STARsolo Matrix with Velocyto --> Anndata function

[JBreunig]

The scanpy.read_10X_mtx works well for reading in the STARsolo output matrices, which are based on the CellRanger Outputs.

However, it would be nice to have a function or modification of the read_10X_mtx function (e.g. a boolean for STARsolo velocyto) to automate inputting the velocyto matrices that STARsolo outputs and placing them in the appropriate layers. A boolean switch for filtered versus raw matrices would be a good addition as well.

[JBreunig]

Example code: alexdobin/STAR#774 (comment)

[ivirshup]

Thanks for the suggestion.

@WeilerP, do you think this would be more appropriate in scvelo? (Side note, I have thought that tutorial
of going from BAMs through scvelo would be quite useful)

[WeilerP]

@WeilerP, do you think this would be more appropriate in scvelo? (Side note, I have thought that tutorial
of going from BAMs through scvelo would be quite useful)

Hm, not sure if the functionality would match the expectation. In scvelo, we'd store only unspliced and spliced counts (spliced both in adata.X and adata.layers). Based on the proposed code snippet in alexdobin/STAR#774 (comment), the expected output would be to read all of the available information?

[ivirshup]

It doesn't look to me like it's reading in much other than those. Just the obs and var that you'd get from any cell ranger experiment and an ambiguous layer.

What additional things are you concerned about?

[WeilerP]

Yes, agreed, ambiguous isn't really a problem (could be read in optionally via a keyword argument). I was more concerned about adata.X being the original count matrix - unless I am misunderstanding the code snippet ...

[ivirshup]

I was more concerned about adata.X

Ah, yeah I see what you mean. But isn't that fine for scvelo? I guess it wasn't obvious to me from the documentation that X wasn't supposed to be "total" counts.
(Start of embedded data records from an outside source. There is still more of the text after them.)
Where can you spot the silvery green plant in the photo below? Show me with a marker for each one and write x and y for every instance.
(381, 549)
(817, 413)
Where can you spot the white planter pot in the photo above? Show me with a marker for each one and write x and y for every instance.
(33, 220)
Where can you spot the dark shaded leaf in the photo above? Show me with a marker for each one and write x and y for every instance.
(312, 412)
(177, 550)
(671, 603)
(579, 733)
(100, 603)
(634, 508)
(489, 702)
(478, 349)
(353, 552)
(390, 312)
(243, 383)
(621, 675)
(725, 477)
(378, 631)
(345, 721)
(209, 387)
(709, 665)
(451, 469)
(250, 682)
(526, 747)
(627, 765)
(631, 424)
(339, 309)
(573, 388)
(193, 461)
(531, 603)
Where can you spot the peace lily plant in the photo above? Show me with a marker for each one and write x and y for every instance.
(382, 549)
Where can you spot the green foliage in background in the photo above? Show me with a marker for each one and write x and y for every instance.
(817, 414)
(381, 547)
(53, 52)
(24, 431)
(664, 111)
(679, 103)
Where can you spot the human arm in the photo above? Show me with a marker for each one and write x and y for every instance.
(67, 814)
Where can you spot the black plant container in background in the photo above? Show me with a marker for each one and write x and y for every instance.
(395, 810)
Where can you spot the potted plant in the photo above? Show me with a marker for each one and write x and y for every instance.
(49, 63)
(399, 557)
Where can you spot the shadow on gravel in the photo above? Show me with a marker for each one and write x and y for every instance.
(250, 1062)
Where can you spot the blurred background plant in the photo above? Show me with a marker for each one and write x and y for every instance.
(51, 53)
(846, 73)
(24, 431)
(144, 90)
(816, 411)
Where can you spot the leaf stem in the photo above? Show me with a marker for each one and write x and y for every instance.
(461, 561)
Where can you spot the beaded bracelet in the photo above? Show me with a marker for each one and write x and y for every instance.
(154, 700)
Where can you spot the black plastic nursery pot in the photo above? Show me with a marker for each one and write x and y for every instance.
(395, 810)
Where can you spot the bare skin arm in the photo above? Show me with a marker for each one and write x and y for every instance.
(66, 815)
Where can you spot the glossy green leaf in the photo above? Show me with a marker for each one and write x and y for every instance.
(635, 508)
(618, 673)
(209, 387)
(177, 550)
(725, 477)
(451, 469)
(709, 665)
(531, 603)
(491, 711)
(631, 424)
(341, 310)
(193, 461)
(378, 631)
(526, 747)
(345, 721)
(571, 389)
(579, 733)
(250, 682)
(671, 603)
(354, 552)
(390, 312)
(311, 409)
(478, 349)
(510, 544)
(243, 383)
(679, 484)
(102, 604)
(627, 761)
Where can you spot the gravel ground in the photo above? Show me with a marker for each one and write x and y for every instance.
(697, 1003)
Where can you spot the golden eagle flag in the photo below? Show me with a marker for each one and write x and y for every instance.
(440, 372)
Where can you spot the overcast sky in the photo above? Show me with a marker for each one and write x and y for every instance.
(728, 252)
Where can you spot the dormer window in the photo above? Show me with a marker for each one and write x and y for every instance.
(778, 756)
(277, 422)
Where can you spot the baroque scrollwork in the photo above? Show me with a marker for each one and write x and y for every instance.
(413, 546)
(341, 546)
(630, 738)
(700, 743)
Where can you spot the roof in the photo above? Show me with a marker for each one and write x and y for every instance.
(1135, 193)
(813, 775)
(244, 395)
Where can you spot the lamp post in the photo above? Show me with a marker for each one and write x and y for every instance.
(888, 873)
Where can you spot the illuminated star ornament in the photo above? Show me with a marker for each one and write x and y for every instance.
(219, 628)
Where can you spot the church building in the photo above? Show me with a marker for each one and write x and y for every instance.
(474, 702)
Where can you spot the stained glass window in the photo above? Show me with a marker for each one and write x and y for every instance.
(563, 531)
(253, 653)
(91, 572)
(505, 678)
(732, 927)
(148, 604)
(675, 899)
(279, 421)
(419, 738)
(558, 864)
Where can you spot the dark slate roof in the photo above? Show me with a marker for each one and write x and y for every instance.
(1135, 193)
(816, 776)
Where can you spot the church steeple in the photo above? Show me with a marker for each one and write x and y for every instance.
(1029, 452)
Also it looks like the output formats may not be documented or finalized. It might be worth reaching out to the devs to see what's up before anything is implemented.

[JBreunig]

Just from an end user perspective, I hadn't recognized spliced is put into adata.X and it seems that the other STARsolo users in the original thread didn't either. For my edification, would it cause any problems for me to modify the code to put spiced into adata.X or am I missing something else?

[WeilerP]

@ivirshup, @JBreunig using the absolute counts isn't a problem per se. It's simply that the scvelo paper used the spliced counts in adata.X based on which the highly variable genes are selected and PCA, neighbor graph and UMAP embedding are calculated.
@JBreunig, shouldn't be a problem to put spliced into adata.X as the dimensions of spliced and total counts are the same.